Selama tiga hari agenda, yakni 4-6 Juli 2022 para peserta diberikan pemahaman akan pentingnya mengembangkan desain produk yang mereka geluti melalui pemateri-pemateri berkompeten di bidangnya.

Dalam kesempatan itu, para pelaku UMKM di Bombana secara langsung mendapatkan materi yang menarik, sekaligus bisa konsultasi tentang strategi pengembangan produknya dari pemateri La Ode Saiful Rachman selaku chef&content creator, Achmad Fadillah selaku desainer produk industri, serta Agustamin Saleko dari penggiat UMKM Bombana.

Dalam sambutannya, Kepala Bidang Ekonomi Kreatif Dinas Pariwisata Provinsi Sultra, Syamsinar mengatakan, workshop pengembangan desain produk ekonomi kreatif sangat penting untuk mengkreasikan suatu produk agar memiliki kekhasan dan menarik di pasaran.

“Desain produk yang menarik tentu mendatangkan peluang pasar yang lebih besar. Dari kegiatan ini, peserta yang merupakan pelaku UMKM bisa memikirkan cara mengembangkan produknya bersama pemateri agar produk-produk di Bombana lebih baik kedepannya, bahkan menunjang pasar dan ekonomi di daerah ini,” ucapnya.

Apalagi, kata Syamsinar, UMKM sangat berkontribusi besar dalam meningkatkan perekonomian daerah, sehingga sudah sewajarnya pemerintah juga ikut hadir membantu pelaku usaha dalam mengembangkan dan menguatkan kapasitas bisnisnya.

“Pelatihan hari ini juga akan menjadi momentum untuk melihat sejauh mana pelaku usaha di Bombana memiliki kekuatan maupun kapasitas dalam produknya,” ujarnya.

 

Untuk diketahui, selama workshop pengembangan desain produk ekonomi kreatif, para peserta membawa serta produk UMKM-nya.
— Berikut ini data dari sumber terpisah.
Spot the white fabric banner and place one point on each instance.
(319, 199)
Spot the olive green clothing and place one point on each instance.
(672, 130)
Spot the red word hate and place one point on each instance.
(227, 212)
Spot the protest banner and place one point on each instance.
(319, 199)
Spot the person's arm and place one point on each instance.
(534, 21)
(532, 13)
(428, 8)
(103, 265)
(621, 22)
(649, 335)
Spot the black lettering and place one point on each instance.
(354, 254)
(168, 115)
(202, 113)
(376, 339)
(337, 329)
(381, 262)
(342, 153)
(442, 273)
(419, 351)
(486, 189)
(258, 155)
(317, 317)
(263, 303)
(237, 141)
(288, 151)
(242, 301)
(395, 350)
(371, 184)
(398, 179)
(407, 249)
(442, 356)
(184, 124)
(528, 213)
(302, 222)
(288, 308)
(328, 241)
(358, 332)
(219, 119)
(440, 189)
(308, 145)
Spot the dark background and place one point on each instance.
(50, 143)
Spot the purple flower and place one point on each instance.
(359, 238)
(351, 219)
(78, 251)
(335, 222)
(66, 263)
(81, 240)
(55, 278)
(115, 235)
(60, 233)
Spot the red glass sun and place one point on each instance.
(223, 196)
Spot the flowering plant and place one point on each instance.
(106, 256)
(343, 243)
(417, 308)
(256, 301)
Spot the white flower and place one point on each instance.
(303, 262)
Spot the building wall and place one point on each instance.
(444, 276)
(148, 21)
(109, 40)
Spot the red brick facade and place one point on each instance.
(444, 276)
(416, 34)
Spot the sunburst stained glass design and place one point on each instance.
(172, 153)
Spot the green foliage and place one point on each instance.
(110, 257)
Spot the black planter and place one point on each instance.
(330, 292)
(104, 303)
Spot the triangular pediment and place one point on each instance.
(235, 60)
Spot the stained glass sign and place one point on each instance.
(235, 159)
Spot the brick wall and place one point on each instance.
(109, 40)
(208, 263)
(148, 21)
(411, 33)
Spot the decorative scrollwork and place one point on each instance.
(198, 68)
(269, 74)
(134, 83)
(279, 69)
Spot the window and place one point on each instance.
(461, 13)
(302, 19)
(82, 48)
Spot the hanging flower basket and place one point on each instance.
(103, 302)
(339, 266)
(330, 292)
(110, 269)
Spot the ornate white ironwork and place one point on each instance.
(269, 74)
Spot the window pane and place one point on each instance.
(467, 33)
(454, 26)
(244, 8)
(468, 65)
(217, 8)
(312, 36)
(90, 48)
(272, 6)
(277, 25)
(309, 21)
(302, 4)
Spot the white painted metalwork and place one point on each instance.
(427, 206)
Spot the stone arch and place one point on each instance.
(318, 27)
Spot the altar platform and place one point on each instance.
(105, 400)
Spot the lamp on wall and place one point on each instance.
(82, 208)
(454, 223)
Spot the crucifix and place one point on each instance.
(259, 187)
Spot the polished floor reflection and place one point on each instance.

Selain dipamerkan, produk-produk mereka ikut diberikan masukan menyangkut kekurangan maupun item yang penting ditambahkan dalam pengembangan produk.

Para peserta juga memanfaatkan kegiatan tersebut dengan berkonsultasi langsung dengan pemateri menyangkut strategi mengembangkan usaha mereka.

Turut hadir dalam pembukaan kegiatan Asisten Bidang Perekonomian dan Pengembangan Pemerintah Daerah Bombana Muhammad Aris, Kepala Dinas Pariwisata Bombana Anisa Sri Prihatin, Kepala Bidang Ekraf Dispar Bombana Ramang bersama, serta tamu undangan lainnya.